De mentoren krijgen dit jaar tijdens de introductie misschien nog wel een zwaardere taak op hun schouders dan andere jaren. Want hoe houd je zo’n digitale introductie een beetje gezellig, als iedereen achter zijn computer zit? Vandaag kregen ze een training.

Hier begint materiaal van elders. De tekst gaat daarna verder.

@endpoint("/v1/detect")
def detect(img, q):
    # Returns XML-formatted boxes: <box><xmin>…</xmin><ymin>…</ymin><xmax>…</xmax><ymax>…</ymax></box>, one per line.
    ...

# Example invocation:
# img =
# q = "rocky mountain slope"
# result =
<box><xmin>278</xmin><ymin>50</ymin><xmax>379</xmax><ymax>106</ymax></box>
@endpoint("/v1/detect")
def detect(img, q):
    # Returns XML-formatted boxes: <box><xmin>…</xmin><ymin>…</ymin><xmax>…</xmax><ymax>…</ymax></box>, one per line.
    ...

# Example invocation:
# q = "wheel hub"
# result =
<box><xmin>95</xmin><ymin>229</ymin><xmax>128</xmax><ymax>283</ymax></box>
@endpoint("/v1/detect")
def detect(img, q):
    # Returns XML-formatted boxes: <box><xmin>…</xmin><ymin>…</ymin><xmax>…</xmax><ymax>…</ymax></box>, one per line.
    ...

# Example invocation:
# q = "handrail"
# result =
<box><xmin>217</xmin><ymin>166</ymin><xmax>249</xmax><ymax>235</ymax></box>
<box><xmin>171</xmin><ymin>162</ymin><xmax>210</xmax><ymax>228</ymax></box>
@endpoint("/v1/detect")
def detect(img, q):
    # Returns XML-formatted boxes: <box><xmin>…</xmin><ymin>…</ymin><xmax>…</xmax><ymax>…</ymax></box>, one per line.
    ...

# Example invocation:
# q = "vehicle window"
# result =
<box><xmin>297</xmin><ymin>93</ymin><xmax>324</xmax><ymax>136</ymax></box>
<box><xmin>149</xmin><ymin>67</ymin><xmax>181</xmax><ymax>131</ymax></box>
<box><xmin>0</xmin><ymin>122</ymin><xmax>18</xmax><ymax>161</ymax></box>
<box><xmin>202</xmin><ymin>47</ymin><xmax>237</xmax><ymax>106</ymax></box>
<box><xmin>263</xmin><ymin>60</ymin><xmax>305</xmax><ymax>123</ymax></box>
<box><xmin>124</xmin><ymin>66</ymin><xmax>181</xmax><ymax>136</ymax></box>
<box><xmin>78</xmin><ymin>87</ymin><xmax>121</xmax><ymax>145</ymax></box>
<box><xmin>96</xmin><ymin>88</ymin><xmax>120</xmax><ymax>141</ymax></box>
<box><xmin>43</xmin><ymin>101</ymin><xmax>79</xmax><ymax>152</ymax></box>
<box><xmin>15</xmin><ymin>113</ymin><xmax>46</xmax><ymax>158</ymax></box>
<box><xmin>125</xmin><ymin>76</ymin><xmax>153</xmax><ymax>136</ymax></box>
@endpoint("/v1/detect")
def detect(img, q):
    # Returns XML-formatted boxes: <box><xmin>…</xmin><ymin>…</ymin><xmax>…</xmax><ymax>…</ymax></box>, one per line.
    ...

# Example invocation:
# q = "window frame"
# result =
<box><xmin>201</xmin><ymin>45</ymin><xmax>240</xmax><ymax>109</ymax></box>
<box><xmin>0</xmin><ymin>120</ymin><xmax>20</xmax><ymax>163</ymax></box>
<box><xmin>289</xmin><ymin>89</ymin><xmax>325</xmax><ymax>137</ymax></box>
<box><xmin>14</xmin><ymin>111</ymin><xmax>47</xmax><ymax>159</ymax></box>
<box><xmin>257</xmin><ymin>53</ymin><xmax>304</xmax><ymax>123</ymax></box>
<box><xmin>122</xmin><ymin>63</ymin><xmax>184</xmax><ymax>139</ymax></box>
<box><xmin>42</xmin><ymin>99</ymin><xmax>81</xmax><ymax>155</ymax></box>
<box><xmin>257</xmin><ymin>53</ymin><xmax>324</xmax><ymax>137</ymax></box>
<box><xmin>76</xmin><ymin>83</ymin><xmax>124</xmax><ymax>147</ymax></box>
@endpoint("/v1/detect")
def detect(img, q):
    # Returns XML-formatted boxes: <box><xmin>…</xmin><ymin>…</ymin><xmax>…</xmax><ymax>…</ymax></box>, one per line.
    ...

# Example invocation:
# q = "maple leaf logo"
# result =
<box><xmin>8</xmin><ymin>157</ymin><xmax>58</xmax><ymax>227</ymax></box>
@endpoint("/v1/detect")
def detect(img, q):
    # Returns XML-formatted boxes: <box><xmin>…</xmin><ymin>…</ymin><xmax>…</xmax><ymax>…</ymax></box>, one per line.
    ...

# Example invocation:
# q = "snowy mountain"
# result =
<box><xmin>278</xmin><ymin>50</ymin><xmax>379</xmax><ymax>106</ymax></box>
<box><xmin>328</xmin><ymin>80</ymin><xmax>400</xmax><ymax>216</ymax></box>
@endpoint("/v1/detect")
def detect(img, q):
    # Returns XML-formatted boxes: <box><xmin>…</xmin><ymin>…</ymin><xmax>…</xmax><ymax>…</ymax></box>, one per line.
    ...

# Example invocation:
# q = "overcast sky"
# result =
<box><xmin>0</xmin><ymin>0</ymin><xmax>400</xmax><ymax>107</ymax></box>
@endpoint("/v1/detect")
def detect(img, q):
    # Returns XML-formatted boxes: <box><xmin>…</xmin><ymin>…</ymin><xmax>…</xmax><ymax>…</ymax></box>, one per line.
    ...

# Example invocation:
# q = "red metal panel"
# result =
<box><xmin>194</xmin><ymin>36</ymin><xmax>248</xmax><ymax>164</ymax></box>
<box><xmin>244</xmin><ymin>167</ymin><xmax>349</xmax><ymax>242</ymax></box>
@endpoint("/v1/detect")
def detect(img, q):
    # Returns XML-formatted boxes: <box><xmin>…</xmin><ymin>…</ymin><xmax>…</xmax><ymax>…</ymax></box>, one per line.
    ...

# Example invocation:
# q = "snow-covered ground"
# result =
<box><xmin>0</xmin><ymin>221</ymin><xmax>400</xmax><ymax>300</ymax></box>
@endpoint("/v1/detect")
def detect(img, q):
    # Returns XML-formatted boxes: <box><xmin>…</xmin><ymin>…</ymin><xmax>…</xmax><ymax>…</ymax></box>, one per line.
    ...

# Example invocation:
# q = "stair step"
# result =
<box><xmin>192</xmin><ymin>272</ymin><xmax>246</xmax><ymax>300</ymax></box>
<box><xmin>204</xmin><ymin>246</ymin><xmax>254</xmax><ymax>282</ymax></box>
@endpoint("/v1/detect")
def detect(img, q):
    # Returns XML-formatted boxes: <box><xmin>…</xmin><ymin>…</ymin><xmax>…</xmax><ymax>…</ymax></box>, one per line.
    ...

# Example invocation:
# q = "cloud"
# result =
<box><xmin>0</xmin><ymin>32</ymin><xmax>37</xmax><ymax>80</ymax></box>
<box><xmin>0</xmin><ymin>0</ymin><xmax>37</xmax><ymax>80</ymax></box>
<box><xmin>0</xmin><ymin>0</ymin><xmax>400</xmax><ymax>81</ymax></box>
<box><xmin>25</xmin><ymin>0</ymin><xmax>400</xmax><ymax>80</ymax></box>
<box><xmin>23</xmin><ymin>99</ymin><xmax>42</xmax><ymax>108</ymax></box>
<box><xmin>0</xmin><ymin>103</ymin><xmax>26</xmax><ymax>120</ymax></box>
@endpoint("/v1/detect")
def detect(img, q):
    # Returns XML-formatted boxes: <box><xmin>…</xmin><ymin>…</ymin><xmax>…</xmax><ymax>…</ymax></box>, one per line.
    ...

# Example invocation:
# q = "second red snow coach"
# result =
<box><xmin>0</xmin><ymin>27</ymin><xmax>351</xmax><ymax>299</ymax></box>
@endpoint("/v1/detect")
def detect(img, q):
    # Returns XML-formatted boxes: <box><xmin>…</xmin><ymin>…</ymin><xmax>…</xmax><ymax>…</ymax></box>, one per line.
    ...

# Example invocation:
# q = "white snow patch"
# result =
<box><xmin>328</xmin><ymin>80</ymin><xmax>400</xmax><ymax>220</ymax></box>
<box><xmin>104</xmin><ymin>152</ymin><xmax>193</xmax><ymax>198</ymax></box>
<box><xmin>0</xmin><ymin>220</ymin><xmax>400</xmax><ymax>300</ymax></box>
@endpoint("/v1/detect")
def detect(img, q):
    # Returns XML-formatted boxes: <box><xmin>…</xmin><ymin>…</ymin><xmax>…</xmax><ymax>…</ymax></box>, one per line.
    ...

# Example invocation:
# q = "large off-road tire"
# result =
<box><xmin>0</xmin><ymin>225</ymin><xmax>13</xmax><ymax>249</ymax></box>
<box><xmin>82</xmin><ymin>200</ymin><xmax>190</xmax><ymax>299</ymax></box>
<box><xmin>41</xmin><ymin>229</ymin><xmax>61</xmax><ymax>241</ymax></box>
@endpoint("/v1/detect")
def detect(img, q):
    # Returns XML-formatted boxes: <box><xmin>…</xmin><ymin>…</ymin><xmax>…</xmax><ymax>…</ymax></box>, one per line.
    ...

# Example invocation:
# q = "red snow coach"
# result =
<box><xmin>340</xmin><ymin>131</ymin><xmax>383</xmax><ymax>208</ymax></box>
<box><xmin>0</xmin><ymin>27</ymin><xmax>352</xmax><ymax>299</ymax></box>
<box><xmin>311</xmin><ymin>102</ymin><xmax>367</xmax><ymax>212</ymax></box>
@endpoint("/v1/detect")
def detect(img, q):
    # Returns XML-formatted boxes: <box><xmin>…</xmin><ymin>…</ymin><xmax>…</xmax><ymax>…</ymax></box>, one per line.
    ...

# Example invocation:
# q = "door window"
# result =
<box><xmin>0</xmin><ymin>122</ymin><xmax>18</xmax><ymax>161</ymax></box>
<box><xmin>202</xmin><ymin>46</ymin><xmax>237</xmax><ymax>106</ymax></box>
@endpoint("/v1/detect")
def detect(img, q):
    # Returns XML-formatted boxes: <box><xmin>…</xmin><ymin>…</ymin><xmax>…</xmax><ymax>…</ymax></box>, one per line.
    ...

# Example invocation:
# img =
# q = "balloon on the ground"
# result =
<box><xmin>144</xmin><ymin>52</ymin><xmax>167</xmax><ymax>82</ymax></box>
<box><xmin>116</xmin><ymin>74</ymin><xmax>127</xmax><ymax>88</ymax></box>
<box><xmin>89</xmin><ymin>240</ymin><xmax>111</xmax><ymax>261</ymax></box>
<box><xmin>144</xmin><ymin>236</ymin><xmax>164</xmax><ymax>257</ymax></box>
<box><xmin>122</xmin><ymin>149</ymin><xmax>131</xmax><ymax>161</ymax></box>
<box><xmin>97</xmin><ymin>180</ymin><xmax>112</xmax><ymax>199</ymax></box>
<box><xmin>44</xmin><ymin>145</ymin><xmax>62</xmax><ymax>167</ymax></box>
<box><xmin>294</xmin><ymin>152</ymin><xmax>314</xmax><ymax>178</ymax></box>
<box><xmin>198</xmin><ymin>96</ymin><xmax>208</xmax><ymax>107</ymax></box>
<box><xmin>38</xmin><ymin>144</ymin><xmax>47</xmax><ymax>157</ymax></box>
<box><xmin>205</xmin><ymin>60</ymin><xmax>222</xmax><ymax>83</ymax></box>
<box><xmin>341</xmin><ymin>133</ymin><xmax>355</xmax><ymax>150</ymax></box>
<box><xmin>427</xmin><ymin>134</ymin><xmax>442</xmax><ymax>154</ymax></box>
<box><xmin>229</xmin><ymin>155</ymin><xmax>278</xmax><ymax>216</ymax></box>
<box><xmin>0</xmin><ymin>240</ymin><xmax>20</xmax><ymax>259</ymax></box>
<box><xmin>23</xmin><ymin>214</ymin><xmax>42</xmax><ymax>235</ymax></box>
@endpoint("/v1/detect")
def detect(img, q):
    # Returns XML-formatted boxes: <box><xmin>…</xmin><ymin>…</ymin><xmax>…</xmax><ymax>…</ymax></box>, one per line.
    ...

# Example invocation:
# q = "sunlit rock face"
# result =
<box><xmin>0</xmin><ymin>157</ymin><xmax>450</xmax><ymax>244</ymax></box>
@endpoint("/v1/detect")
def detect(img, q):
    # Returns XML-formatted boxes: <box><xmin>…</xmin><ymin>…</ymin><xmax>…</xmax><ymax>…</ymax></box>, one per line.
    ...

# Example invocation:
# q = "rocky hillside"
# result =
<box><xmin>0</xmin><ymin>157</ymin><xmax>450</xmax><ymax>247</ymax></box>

De overheidsrichtlijnen zijn duidelijk: introducties van universiteiten moeten vrijwel volledig online. De deuren van disputen en verenigingen blijven gesloten en sportdagen en introfeestjes zijn afgelast. Daarvoor komt in de plaats een grotendeels digitaal programma, met een lezing van André Kuijpers, pubquizzen en andere spelletjes. De vergunning voor een sobere informatiemarkt in het Goffertpark, waar studentenorganisaties zich zouden kunnen presenteren, laat nog op zich wachten. Het aantal introductiedagen is teruggeschroefd van een dikke week naar vier dagen.

Dilemma’s

‘Maar wat nu als drie introdeelnemers op eigen initiatief besluiten om met een biertje in het park te gaan zitten?’ In een onderwijszaaltje van het Elinor Ostromgebouw gooit Bo van Maanen de vraag in de groep. De rechtenstudente is een van de trainers van de mentoren en begeleidt vandaag de discussie met acht toekomstige mentoren. Zelf was ze vorig jaar mentormama. Haar vraag wordt met een lange stilte beantwoord.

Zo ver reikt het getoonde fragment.